Challenge: 10 out of 10
The mix of hardcore battle attacks, logical stealth, and massive wars make a polished game that is also not too hard (I only played Normal mode so far). You have unlimited tries at each settlement. I also seemed to make the challenge on myself harder. If you free the Vikings from their cages, they will fight the undead with you, but any lone undead too far from the battle will simply disappear. I would make it a point to kill every enemy myself before opening the cages.
Fun: 20 out of 20
Nothing prevented me from playing this game, and only this game, until I completed it.
Control: 10 out of 10
The controls are varied, but they start small and build up; plus, you can practice all of them and get a feel for how they work. Nothing ever felt off or unbalanced about the controls.
Graphics: 6 out of 10
Eh, what do I say. The graphics look good outside, but you’ll be looking at a lot of the same characters again and again; even the end boss, though she looks different, has the same attack as most of Giants you encountered.
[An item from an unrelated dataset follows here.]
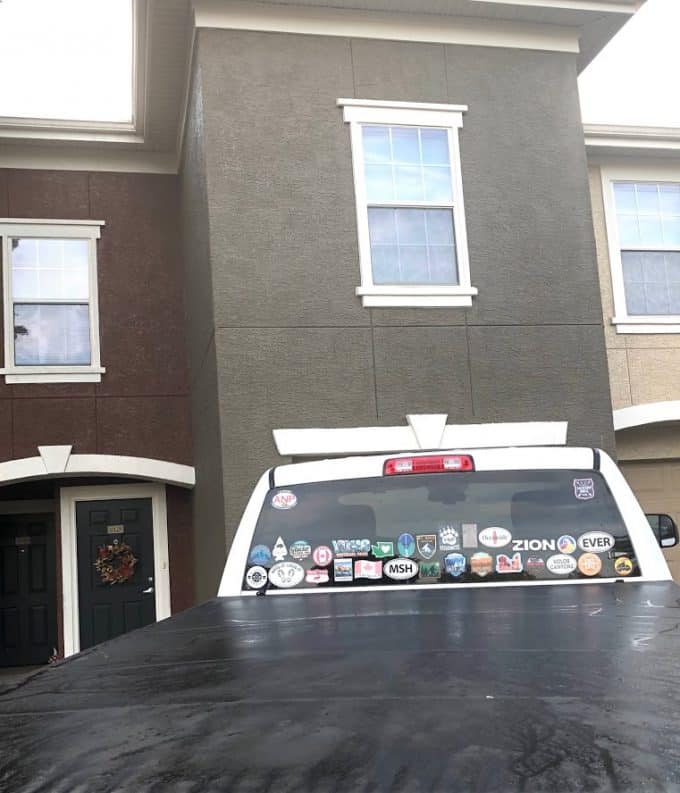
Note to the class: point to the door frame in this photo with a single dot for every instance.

common enemy because you’ll have memorized by attack patterns.
Extras: 0 out of 10
Sadly, there are no extras to this game, not even any codes. There were some hidden skulls in 3 towns that you are forced to sneak into that are hidden as to make the stealth hard, but they don’t register. In fact, there are no trophies on the PS3 version of the game even though the XBOX game had Achievements.
+ 5 Making Video Game Mechanics / Cliches Actual Story Point
The vases you destroy with gold in them are the villagers that escaped before the undead Vikings attacked, and hoped that one day they would return home to start their life anew. The radar is actually an amulet given to you by Freya to find your way, in addition to pinpointing important people to talk to, treasure, and major locations. The undead Vikings still hoard gold even though they cannot use it because their greed follows them into the afterlife.
+10 Making Stealth Work
The game isn’t entirely stealth based, but the times it is, it feels realistic and it isn’t out of place. You wouldn’t go straight into the enemies front door and fight 100 enemies by yourself would you? You can try.
-2 Forgotten Game Mechanic
At one point you will find yourself stuck and unable to progress (at just the first world, no less). It is not stated anywhere in the game or in the manual, but you can actually climb vines that are covering a wall.
Total Points: 76 out of 90
Nothing else to say. I think this game has been vastly underrated and not given enough chance. I would love to see a sequel, or at least a spiritual sequel.
There are a few small glitches here and there, but they never do anything and are mainly just fun to seek out. Once, I waited for a traveling group of 60 undead to wander into town at the exact moment I freed my captured Viking breather. However, the Vikings went straight into standing and walking mode and did not help me fight; I was immediately killed. On my next life, I found that you only had to free the city for the entire group to just disappear.
Another glitch is rare, but you can make it happen. When an enemy is dying if you wait until he is about to disappear, and attack him with the death kill as some of him is still on screen (right before the Square button vanishes) you will initiate a slow-motion cinematic death attack against absolutely nothing.